Now we add the system of equations together:

15x+8x+6y-6y = 57+12

23x = 69

/23   /23

x = 3

Now we can plug this value back into one of the equations to get y:

5(3)+2y = 19

15+2y = 19

-15         -15

2y = 4

/2     /2

y = 2

Therefore, the solution to these system of equations is (3, 2)

Answer 2

Answer:

The solution of given system of equation is (3,2).

Step-by-step explanation:

The given system of equations is

$5x+2y=19$            .... (1)

$4x-3y=6$              .... (2)

Solve the system of equations using elimination method.

Multiply equation (1) by 3 and multiply equation (2) by 2.
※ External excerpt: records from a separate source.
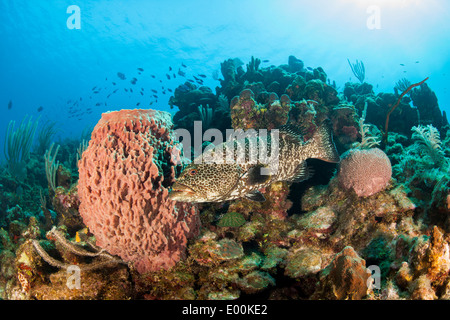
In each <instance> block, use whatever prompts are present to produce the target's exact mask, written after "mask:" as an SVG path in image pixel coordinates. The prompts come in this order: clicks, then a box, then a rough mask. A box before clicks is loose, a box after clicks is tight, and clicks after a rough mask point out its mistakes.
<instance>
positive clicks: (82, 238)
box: [75, 227, 89, 242]
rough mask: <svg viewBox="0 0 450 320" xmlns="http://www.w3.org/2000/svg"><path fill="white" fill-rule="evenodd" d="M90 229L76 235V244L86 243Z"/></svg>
mask: <svg viewBox="0 0 450 320" xmlns="http://www.w3.org/2000/svg"><path fill="white" fill-rule="evenodd" d="M88 230H89V229H88V228H87V227H86V228H83V229H81V230H79V231H77V232H76V233H75V242H81V241H85V240H86V239H87V237H88V236H87V235H88Z"/></svg>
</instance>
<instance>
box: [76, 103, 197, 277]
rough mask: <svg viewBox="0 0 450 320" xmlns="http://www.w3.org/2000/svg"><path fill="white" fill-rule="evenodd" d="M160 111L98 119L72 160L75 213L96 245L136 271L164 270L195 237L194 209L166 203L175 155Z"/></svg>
mask: <svg viewBox="0 0 450 320" xmlns="http://www.w3.org/2000/svg"><path fill="white" fill-rule="evenodd" d="M171 127H172V121H171V119H170V115H169V114H168V113H166V112H161V111H154V110H120V111H114V112H109V113H104V114H103V115H102V118H101V119H100V121H99V122H98V124H97V125H96V126H95V128H94V130H93V132H92V136H91V140H90V142H89V147H88V148H87V149H86V151H85V152H83V156H82V158H81V160H80V161H79V163H78V165H79V173H80V178H79V182H78V194H79V197H80V207H79V211H80V214H81V216H82V218H83V221H84V223H85V224H86V226H88V227H89V230H90V231H91V232H92V233H93V234H94V235H95V237H96V240H97V245H98V246H100V247H101V248H103V249H105V250H106V251H108V252H109V253H111V254H114V255H118V256H120V257H121V258H122V259H123V260H124V261H126V262H132V263H133V264H134V266H135V268H136V270H137V271H138V272H141V273H143V272H148V271H156V270H159V269H161V268H165V269H167V268H170V267H171V266H173V265H174V264H175V263H176V262H178V261H179V260H180V259H181V258H183V257H184V255H185V249H186V244H187V240H188V238H190V237H193V236H196V235H197V234H198V231H199V224H200V220H199V216H198V209H197V207H195V206H193V205H191V204H189V203H178V202H174V201H172V200H170V199H169V198H168V189H167V188H168V187H169V186H170V185H171V184H172V183H173V182H174V180H175V170H176V168H177V161H178V160H179V159H180V151H179V150H178V149H177V148H175V146H174V140H173V132H172V131H171Z"/></svg>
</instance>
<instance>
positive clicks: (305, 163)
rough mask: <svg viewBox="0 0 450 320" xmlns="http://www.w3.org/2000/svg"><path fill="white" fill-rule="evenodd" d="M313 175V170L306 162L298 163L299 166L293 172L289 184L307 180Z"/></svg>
mask: <svg viewBox="0 0 450 320" xmlns="http://www.w3.org/2000/svg"><path fill="white" fill-rule="evenodd" d="M313 175H314V170H313V169H312V168H311V167H308V164H307V163H306V161H303V162H302V163H300V165H299V166H298V167H297V169H296V170H295V174H294V176H293V177H292V179H291V180H290V181H291V182H302V181H305V180H308V179H309V178H311V177H312V176H313Z"/></svg>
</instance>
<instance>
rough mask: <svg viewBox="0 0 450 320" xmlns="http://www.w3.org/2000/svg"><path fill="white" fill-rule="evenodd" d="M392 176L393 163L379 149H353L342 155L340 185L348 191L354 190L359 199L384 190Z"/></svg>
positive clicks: (340, 163)
mask: <svg viewBox="0 0 450 320" xmlns="http://www.w3.org/2000/svg"><path fill="white" fill-rule="evenodd" d="M391 176H392V167H391V162H390V161H389V158H388V157H387V155H386V154H385V153H384V152H383V151H382V150H380V149H378V148H372V149H367V150H363V149H351V150H349V151H347V152H346V153H344V154H343V155H342V159H341V163H340V165H339V172H338V181H339V185H340V186H341V187H342V188H344V189H346V190H350V189H352V190H354V191H355V192H356V194H357V195H358V196H359V197H368V196H371V195H373V194H375V193H377V192H379V191H382V190H384V189H385V188H386V186H387V185H388V183H389V180H390V179H391Z"/></svg>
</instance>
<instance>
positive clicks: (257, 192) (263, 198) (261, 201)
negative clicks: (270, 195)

$15x+6y=57$            .... (3)

$8x-6y=12$              .... (4)

Now, add the equations (3) and (4), to eliminate y.

$15x+8x=57+12$

$23x=69$

Divide both sides by 23.

$x=3$

The value of x is 3. Substitute x=3 in equation (1), to find the value of y.

$5(3)+2y=19$

$15+2y=19$

Subtract 15 from both the sides.

$2y=19-15$

$2y=4$

Divide both sides by 2.

$y=2$

The value of y is 2.

Therefore the solution of given system of equation is (3,2).